Sapphire Coffee:
Jennie Garcia could not believe that her career had moved so far so fast. When she left graduate school with a master's degree in anthropology, she intended to work at a local coffee shop until something else came along that was more related to her academic background. But after a few months, she came to enjoy the business, and in a little over a year she was promoted to store manager. When the company for whom she worked continued to grow, Jennie was given oversight of a few stores.
Now, eight years after she started as a barista, Jennie is in charge of operations and planning for the company's southern region. As a part of her responsibilities, Jennie tracks store revenues and forecasts coffee demand. Historically, Sapphire Coffee would base its demand forecast on the number of stores, believing that each store sold approximately the same amount of coffee. This approach seemed to work well when the company had shops of similar size and layout, but as the company grew, stores became more varied. Now, some stores have drive-thru windows, a feature that top management added to some stores believing that it would increase coffee sales for customers who wanted a cup of coffee on their way to work but who were too rushed to park and enter the store.
Jennie noticed that weekly sales seemed to be more variable across stores in her region and was wondering what, if anything might explain the differences.
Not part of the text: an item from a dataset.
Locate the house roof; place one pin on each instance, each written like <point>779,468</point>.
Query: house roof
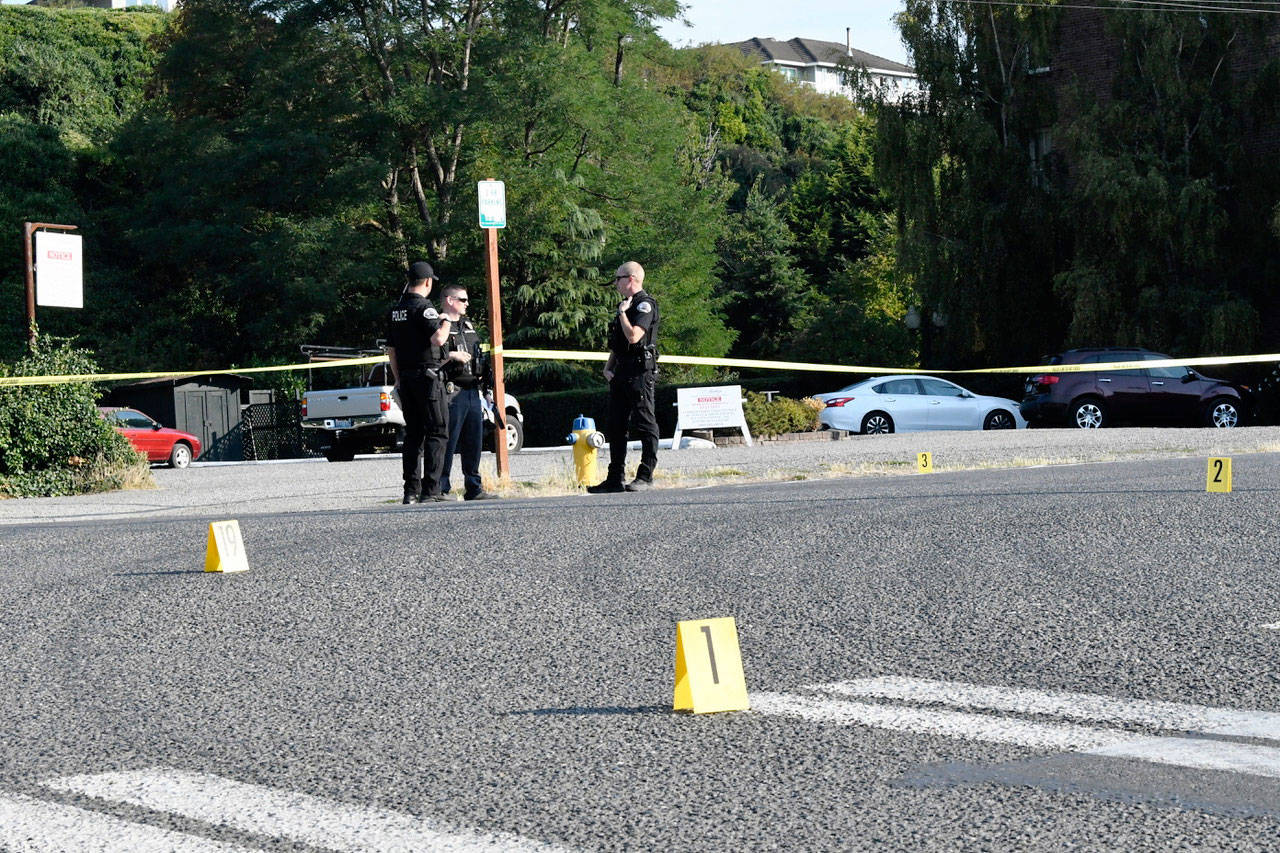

The company's financial vice president had also noticed the increased differences in sales across the stores and was wondering what might be happening. In an e-mail to Jennie he stated that weekly store sales are expected to average $5.00 per square foot. Thus, a 1,000-square-foot store would have average weekly sales of $5,000. He asked that Jennie analyze the stores in her region to see if this rule of thumb was a reliable measure of a store's performance.
Jennie had been in the business long enough to know that a store's size, although an important factor, was not the only thing that might influence sales. She had never been convinced of the efficacy of the drive-thru window, believing that it detracted from the coffee house experience that so many of Sapphire Coffee customers had come to expect. The VP of finance was expecting the analysis to be completed by the weekend. Jennie decided to randomly select weekly sales records for 53 stores, along with each store's size, whether it was located close to a college, and whether it had a drive-thru window.
1. Identify the primary issue of the case
2. Identify a statistical model you might use to help analyze the case
3. Develop a multiple regression model for Jennie. Be sure to carefully specify the dependent and independent variables.
4. Discuss how the drive-thru and college can be included in the regression model
5. Run the regression model you developed and interpret the results
6. Which variables are significant
7. Provide a short report that describes your analysis and explains in management terms the findings of your model. Be sure to explain which variables, if any, are significant explanatory variables. Provide a recommendation to management.